Introduction
Discriminatory behavior towards certain groups by machine learning (ML) models is especially concerning in critical applications such as hiring. This blog post explains one source of discrimination: the reliance of ML models on different groups’ data distributions. We will show that when ML models use noisy features (which are pervasive in the real world, e.g., exam scores), they’re incentivized to devalue a good candidate from a lower-performing group. This blog post is based on:
Fereshte Khani and Percy Liang, “Feature Noise Induces Loss Discrepancy Across Groups.” International Conference on Machine Learning. PMLR, 2020
The findings are illustrated by reviewing the hiring process in the fictitious city of Ney, where recently a group of people has accused the government of discrimination.
Hiring people in Ney
The government of Ney wants to hire qualified people. Each person in Ney has a skill level that is normally distributed with a mean \(\mu\) and a standard deviation of \(\sigma_\text{skill}\). A person is qualified if their skill level is greater than 0 and non-qualified otherwise. The government wants to hire qualified people (all people with skills greater than 0). For example, Alice with skill level 2, is qualified, but Bob with the skill level of -1 is not qualified.

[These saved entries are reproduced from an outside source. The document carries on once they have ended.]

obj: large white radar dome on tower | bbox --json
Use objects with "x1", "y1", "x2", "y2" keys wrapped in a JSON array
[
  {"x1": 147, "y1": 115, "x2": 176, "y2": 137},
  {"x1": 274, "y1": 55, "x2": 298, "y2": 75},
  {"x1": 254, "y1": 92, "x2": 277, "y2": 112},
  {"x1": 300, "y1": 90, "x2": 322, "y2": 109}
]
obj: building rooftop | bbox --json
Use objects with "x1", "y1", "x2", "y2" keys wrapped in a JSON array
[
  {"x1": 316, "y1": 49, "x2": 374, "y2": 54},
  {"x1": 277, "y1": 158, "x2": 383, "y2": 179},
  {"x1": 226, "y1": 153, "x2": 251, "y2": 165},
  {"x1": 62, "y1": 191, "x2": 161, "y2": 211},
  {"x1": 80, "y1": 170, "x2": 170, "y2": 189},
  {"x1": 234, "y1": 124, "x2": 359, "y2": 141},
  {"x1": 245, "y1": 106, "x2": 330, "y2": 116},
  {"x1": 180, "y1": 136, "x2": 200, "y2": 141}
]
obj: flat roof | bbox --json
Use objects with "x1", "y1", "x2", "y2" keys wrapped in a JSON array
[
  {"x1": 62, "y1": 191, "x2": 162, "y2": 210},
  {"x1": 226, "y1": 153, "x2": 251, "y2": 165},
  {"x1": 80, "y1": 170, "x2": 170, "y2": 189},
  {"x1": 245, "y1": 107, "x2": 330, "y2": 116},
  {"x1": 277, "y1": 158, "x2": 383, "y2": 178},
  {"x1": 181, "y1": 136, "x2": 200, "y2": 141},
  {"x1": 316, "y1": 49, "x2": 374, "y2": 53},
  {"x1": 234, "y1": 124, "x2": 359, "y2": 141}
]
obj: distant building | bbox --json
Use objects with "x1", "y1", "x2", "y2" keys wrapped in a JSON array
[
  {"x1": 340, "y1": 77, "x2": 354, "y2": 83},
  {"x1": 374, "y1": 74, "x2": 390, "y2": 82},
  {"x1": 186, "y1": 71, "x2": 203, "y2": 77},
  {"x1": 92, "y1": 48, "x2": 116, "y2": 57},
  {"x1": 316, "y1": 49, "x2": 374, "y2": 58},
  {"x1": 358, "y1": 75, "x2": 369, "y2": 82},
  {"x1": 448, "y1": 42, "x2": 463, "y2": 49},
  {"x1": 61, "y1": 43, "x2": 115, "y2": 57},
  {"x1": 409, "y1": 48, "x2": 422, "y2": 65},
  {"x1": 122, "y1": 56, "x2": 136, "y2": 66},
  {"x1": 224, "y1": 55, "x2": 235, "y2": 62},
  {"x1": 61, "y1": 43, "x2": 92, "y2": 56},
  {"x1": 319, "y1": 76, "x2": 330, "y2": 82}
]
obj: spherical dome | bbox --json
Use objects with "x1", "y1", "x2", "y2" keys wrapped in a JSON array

To assess people’s skills, the government created an exam. The exam score is a noisy indicator of the applicant’s skill since it cannot capture the true skill of a person (e.g., the same applicant would score differently on different versions of SAT). In the city of Ney, exam noise is nice and simple: If an individual has skill \(z\), then their score is distributed as \(\mathcal{N} (z, \sigma_\text{noise}^2)\), where \(\sigma_\text{noise}^2\) indicates the variance of noise on the exam.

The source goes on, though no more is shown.